Professor Niall Ó Dochartaigh

Professor Niall Ó Dochartaigh

Professor Niall Ó Dochartaigh

Professor Niall Ó Dochartaigh was awarded a Special Commendation Prize in the competition for the Irish Historical Research Prize for his publication, ‘Deniable Contact: Back-channel Negotiation in Northern Ireland’, published in 2021 by Oxford University Press.

Niall Ó Dochartaigh is Personal Professor of Political Science and Sociology at the National University of Ireland Galway where he is the Director of the MA in Public Policy and leader of the interdisciplinary research cluster on Conflict, Humanitarianism and Security. He began his research training with a two-year MA thesis on social and political change in Derry city before the ‘Troubles’, supervised by Professor Gearóid Ó Tuathaigh in the History Department at NUI Galway. He then completed a PhD with Professor Paul Bew in the Politics Department in Queen’s University Belfast: it formed the basis for his first monograph Civil Rights to Armalites: Derry and the birth of the Irish Troubles (Cork UP 1997; Palgrave 2005 2nd edn).

His new monograph Deniable Contact: Back-channel Negotiation in the Northern Ireland Conflict provides the first full-length study of the secret negotiations and back-channels that were used in repeated efforts to end the Northern Ireland conflict. The book draws on a rich store of archival evidence and original interviews to offer a textured account that extends our understanding of the distinctive dynamics of negotiations conducted in secret. It disrupts and challenges some conventional notions about the conflict in Northern Ireland, offering a fresh analysis of the political dynamics and the intra-party struggles that sustained violent conflict and delayed settlement for so long.

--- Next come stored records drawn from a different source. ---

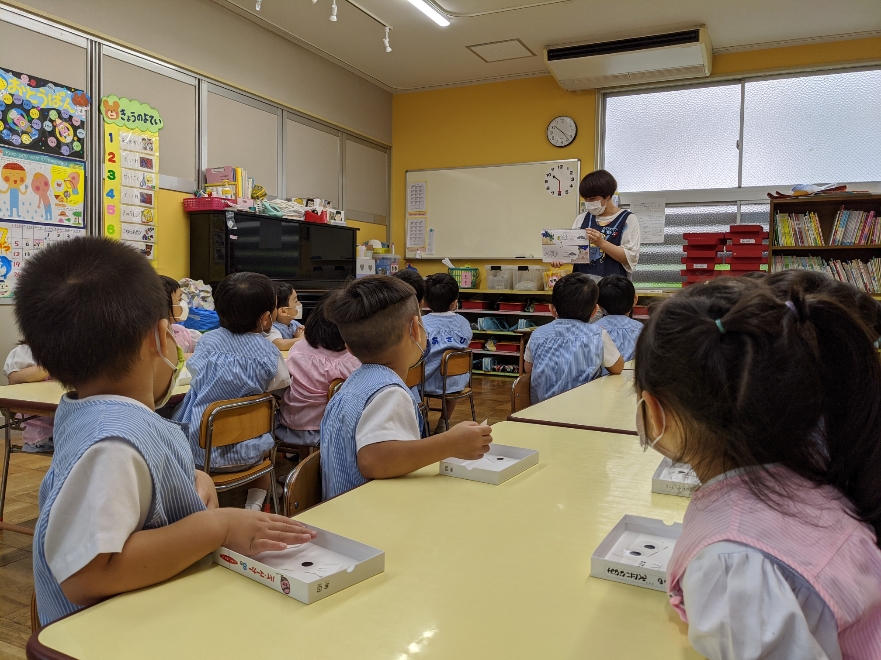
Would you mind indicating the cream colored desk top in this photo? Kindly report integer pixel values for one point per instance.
(604, 404)
(472, 571)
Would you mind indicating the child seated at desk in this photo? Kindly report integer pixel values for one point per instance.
(446, 331)
(371, 428)
(122, 506)
(286, 329)
(313, 365)
(617, 298)
(773, 401)
(233, 361)
(569, 351)
(20, 367)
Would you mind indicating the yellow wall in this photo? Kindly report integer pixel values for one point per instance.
(505, 122)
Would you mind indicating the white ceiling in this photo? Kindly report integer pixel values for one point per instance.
(425, 55)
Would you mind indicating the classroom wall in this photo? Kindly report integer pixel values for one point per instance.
(204, 36)
(505, 122)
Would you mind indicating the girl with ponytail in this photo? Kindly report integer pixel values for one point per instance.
(771, 390)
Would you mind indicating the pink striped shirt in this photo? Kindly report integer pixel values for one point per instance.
(837, 555)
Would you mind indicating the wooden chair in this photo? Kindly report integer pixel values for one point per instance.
(453, 363)
(520, 397)
(302, 489)
(233, 421)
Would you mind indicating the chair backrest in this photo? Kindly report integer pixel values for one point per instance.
(302, 489)
(520, 394)
(456, 363)
(334, 387)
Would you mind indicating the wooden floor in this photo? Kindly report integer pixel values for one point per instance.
(492, 401)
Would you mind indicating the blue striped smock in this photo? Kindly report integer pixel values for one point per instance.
(445, 332)
(566, 353)
(624, 331)
(227, 365)
(339, 453)
(164, 447)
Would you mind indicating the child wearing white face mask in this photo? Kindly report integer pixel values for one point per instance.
(286, 328)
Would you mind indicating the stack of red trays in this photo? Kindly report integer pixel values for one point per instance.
(748, 248)
(701, 256)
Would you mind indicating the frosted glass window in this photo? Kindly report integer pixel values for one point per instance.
(814, 129)
(243, 136)
(674, 140)
(312, 162)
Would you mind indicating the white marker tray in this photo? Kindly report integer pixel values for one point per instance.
(311, 571)
(500, 464)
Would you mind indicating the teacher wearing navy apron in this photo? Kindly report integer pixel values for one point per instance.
(613, 232)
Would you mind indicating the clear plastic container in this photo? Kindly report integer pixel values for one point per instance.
(500, 277)
(529, 278)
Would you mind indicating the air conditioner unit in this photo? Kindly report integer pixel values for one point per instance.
(651, 58)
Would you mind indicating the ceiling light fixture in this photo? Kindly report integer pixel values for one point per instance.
(430, 11)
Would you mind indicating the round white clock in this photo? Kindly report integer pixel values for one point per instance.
(560, 181)
(562, 131)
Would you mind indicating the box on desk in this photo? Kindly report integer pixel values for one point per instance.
(674, 479)
(500, 464)
(311, 571)
(636, 552)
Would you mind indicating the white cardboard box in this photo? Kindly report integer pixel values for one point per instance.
(674, 479)
(636, 552)
(500, 464)
(311, 571)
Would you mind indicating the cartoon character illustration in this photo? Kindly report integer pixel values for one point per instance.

Professor Ó Dochartaigh has published extensively on the history of the Northern Ireland conflict, on peace negotiations and on territorial conflict. His publications include the co-edited books Political Violence in Context (ECPR Press 2015) and Dynamics of Political Change in Ireland: Making and Breaking a Divided Island (Routledge 2017). He has taken a leadership role in the interdisciplinary study of peace, conflict and political violence at both national and European levels as a founding convener of the Standing Group on Political Violence of the European Consortium for Political Research (ECPR) and the Specialist Group on Peace and Conflict of the Political Studies Association of Ireland (PSAI).